Intervention de Benoît Hamon

Réunion du 28 janvier 2014 à 21h30
Consommation — Article 19 ter

Benoît Hamon, ministre délégué :

On a beaucoup débattu, au cours de l’examen de ce projet de loi, de la déliaison entre carte de fidélité et carte de crédit. Nous craignons tous que les familles les plus vulnérables ne soient suréquipées en cartes de crédit, au point de disposer d’une réserve d’argent qu’il est tentant d’utiliser dans des situations où l’on n’est plus tout à fait solvable, avec le risque de s’enfoncer dans la spirale du surendettement.

Qu’avons-nous fait – grâce, là encore, à l’équilibre que nous avons obtenu de haute lutte, Mme Létard et Mme André s’en souviennent – pour progresser sur la question du crédit ?

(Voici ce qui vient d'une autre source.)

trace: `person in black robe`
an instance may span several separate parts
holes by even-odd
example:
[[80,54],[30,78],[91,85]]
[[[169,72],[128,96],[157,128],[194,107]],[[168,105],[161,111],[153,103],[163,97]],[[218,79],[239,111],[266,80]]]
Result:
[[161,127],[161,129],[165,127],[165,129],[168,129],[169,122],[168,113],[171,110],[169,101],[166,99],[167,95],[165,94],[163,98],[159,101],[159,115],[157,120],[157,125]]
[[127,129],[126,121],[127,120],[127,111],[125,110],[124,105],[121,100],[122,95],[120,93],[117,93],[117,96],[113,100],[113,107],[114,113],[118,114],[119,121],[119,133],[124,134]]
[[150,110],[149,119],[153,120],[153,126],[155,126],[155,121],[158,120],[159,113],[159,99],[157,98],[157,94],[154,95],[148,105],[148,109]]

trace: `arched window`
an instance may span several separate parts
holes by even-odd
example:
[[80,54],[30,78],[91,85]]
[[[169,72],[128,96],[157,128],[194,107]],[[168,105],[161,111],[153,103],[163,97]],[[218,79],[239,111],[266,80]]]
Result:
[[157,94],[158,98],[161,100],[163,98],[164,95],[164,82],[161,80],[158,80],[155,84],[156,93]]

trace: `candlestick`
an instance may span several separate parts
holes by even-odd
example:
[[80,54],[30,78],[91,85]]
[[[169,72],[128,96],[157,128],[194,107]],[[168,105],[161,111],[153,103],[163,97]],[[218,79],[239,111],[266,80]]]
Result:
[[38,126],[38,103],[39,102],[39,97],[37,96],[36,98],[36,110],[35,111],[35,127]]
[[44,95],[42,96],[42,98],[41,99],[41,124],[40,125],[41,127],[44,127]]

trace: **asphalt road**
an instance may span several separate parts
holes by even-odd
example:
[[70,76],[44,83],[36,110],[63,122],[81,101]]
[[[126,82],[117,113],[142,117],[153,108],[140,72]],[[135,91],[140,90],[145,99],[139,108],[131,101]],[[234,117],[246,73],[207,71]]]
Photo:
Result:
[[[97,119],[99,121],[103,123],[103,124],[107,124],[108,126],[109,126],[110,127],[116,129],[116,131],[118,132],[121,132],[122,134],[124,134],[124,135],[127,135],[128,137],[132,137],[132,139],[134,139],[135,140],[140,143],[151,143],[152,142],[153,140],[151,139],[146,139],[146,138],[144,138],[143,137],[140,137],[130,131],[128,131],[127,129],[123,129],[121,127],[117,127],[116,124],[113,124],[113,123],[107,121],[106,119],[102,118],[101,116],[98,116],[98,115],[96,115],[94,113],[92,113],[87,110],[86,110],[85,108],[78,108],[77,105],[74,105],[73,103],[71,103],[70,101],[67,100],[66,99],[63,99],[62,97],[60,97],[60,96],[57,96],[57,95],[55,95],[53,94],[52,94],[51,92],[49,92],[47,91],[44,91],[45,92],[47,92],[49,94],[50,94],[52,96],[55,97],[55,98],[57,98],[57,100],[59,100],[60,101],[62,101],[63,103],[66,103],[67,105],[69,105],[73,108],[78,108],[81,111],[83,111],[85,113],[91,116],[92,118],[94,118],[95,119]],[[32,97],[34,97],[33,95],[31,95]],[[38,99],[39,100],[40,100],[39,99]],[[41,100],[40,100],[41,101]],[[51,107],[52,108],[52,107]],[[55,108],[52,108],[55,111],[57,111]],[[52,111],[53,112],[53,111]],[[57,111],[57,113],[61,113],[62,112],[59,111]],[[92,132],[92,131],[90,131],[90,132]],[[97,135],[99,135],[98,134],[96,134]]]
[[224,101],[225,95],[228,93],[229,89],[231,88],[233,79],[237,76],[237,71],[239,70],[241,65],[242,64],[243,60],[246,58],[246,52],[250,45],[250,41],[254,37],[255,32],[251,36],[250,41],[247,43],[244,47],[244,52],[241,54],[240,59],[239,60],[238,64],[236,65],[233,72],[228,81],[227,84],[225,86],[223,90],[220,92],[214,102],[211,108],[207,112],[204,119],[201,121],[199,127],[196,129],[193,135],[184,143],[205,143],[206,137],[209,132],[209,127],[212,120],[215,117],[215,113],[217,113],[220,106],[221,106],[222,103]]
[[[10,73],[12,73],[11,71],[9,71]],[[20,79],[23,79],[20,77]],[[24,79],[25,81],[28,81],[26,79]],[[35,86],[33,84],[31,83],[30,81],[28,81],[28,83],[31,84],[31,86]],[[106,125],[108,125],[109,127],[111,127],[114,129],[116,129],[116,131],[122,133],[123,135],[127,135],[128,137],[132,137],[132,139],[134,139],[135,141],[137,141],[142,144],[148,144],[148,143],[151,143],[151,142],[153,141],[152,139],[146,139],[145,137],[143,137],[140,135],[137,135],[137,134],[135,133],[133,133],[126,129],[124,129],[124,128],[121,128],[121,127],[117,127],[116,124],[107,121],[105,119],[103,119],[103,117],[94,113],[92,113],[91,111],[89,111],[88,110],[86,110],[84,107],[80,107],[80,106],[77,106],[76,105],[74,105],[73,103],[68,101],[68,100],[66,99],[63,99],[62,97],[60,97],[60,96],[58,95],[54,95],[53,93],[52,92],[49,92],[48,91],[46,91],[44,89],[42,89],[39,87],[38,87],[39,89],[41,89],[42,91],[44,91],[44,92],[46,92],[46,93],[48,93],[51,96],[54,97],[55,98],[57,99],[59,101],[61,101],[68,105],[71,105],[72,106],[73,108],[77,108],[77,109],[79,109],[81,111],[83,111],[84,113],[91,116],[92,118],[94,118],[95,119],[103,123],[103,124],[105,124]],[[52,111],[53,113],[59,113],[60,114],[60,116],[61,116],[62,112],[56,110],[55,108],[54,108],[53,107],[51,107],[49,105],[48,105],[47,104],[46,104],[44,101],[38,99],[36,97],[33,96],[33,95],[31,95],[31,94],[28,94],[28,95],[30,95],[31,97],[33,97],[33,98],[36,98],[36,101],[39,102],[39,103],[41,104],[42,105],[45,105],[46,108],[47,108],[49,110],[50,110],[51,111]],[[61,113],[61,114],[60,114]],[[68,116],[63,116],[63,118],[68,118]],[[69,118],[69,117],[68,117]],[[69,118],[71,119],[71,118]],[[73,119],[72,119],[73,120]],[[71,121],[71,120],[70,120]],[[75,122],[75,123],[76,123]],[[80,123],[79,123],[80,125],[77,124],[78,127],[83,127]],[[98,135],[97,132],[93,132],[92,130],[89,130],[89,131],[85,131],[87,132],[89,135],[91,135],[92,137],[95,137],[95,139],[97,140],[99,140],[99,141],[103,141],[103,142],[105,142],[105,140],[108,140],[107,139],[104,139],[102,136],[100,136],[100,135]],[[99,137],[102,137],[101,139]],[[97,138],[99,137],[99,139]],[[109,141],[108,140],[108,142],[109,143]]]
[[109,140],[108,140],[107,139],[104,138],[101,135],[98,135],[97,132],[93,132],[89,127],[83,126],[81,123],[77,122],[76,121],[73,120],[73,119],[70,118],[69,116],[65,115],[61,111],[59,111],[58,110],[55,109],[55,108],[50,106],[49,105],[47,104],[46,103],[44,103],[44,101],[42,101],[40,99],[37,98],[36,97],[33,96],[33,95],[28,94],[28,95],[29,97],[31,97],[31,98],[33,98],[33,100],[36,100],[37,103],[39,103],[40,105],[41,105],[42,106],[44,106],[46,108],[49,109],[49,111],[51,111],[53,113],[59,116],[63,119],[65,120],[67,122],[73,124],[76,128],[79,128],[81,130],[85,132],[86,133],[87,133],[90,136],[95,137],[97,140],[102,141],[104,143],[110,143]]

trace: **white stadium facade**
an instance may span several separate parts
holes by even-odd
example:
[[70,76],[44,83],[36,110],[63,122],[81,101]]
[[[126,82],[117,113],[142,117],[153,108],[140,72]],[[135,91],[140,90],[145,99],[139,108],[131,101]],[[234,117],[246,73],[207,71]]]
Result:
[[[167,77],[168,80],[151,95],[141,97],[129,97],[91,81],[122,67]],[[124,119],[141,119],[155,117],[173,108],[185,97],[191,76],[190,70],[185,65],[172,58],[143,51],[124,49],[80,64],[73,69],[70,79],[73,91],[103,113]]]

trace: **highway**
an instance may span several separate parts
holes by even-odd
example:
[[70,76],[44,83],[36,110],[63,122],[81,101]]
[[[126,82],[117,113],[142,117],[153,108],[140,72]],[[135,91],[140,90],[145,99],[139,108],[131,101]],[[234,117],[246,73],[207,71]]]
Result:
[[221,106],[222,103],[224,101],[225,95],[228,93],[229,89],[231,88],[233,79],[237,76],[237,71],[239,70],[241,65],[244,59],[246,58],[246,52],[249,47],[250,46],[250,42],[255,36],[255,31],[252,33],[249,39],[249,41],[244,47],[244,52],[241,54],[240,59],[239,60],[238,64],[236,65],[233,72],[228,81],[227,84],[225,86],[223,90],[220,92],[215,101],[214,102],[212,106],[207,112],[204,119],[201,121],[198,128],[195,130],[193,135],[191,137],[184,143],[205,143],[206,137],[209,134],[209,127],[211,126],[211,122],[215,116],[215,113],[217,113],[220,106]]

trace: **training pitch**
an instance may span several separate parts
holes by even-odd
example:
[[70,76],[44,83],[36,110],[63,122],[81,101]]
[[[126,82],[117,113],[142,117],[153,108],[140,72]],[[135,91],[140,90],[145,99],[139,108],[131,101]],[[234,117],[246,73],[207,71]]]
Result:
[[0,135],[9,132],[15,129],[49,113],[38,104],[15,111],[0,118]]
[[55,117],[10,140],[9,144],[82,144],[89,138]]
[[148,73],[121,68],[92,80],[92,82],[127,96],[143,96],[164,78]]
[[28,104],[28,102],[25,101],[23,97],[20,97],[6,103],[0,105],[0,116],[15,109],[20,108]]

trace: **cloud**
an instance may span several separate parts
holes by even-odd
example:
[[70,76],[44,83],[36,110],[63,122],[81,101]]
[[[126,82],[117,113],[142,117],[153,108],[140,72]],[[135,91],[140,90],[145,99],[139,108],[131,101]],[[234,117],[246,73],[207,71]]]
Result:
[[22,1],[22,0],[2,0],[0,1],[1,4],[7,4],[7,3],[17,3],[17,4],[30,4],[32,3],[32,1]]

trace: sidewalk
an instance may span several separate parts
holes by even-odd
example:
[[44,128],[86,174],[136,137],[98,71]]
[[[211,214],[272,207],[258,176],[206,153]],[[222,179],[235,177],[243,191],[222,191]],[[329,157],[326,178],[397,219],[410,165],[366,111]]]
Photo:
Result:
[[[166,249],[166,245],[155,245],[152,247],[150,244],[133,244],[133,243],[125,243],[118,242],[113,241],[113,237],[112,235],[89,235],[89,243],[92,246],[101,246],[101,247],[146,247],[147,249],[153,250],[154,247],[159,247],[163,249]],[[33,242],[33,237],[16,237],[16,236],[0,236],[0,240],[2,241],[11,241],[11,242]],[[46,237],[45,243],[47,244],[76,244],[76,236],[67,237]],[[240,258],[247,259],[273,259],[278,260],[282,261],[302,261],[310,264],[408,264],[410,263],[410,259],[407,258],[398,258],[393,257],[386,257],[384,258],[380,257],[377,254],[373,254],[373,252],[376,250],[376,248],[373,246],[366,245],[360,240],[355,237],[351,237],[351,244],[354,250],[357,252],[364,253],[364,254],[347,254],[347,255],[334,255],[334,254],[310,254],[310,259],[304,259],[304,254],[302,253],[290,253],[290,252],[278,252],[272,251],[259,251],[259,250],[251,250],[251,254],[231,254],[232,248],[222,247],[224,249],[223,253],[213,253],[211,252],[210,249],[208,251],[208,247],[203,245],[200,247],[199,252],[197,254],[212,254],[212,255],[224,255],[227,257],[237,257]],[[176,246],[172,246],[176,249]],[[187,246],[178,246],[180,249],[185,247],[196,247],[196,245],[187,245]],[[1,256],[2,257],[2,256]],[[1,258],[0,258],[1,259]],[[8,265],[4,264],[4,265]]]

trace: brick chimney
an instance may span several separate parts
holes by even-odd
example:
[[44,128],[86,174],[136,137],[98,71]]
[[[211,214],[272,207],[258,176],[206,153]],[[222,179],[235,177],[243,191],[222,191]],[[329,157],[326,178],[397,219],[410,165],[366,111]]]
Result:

Nous avons proposé la création du registre national des crédits aux particuliers. Si celui-ci est adopté, dès lors qu’une personne souhaitera avoir accès à une carte associant fidélité et crédit, l’enseigne concernée devra, avant de lui attribuer éventuellement une telle carte, vérifier la solvabilité de la personne en question. Mais, de facto, comme il y aura un crédit, cette personne ne pourra plus avoir accès aussi facilement qu’aujourd'hui à un dispositif associant carte de fidélité et carte de crédit.

Cette facilité est en réalité relative puisque, aujourd’hui, seulement 5 % des dépenses sont effectuées avec ce type de carte. Pour l’essentiel, les dépenses sont effectuées au comptant et l’on a vu se réduire progressivement l’utilisation des cartes de fidélité liées à des cartes de crédit avec des paiements à crédit. Par ailleurs, seule une carte de fidélité sur sept associe une carte de crédit. Ce sont là les résultats du mouvement amorcé depuis plusieurs années, à partir de la loi Lagarde et des initiatives des professionnels eux-mêmes.

Les mesures décidées en matière de crédit – qui ne sont pas simplement le fait de l’actuelle majorité, des décisions importantes ayant été prises ces dernières années par la précédente majorité – permettent d’apaiser certaines craintes et la déliaison obligatoire des cartes de crédit et des cartes de fidélité, dès lors, ne se justifie plus.

Ainsi, la loi interdit d’ores et déjà de faire bénéficier le paiement à crédit d’un avantage commercial par rapport au paiement au comptant ; il n’y a donc pas d’incitation malsaine.

Le paiement se fait, par défaut, au comptant : plus personne ne paie à crédit sans s’en rendre compte.

Enfin, lorsqu’un prêteur accorde un crédit renouvelable, il est dans l’obligation d’effectuer une étude de solvabilité avant l’octroi du crédit, puis de nouveau tous les trois ans.

Voilà pour ce qui est du droit actuel.

À cela nous ajoutons le registre national des crédits aux particuliers. Cette innovation politique, économique et sociale majeure permettra de vérifier la solvabilité de tout candidat à un crédit, que ce crédit soit associé à une carte de fidélité ou qu’il soit destiné à acheter un meuble, une voiture ou une machine à laver.

Nous renforçons l’offre alternative sur le lieu de vente ; nous venons d’en parler.

Nous obligeons à proposer un programme de fidélité totalement délié du crédit. Cela signifie que la possession d’une carte de fidélité liée oblige à avoir également une carte de fidélité sans carte de crédit associée ; cette mesure figure aussi dans le projet de loi.

En outre, nous réduisons le « délai Chatel », avec une suspension du crédit renouvelable au terme d’un an d’inactivité du compte.

Tout cela est le résultat de l’équilibre auquel le Sénat est parvenu. L’Assemblée nationale, dont M. Mézard dit qu’elle détricote parfois allègrement les compromis politiques trouvés au Sénat, n’a donné qu’un très léger coup d’aiguille, qui n’a pas remis en cause cet équilibre.

C’est la raison pour laquelle je vous propose, monsieur Mézard, afin de préserver cet équilibre, de retirer votre amendement, à défaut de quoi le Gouvernement y sera défavorable.

Au terme du très long débat que nous avons eu sur cette question, nous avons d’ores et déjà effectué un travail considérable pour éviter le suréquipement en cartes de crédit des familles les plus vulnérables et donc leur exposition au surendettement.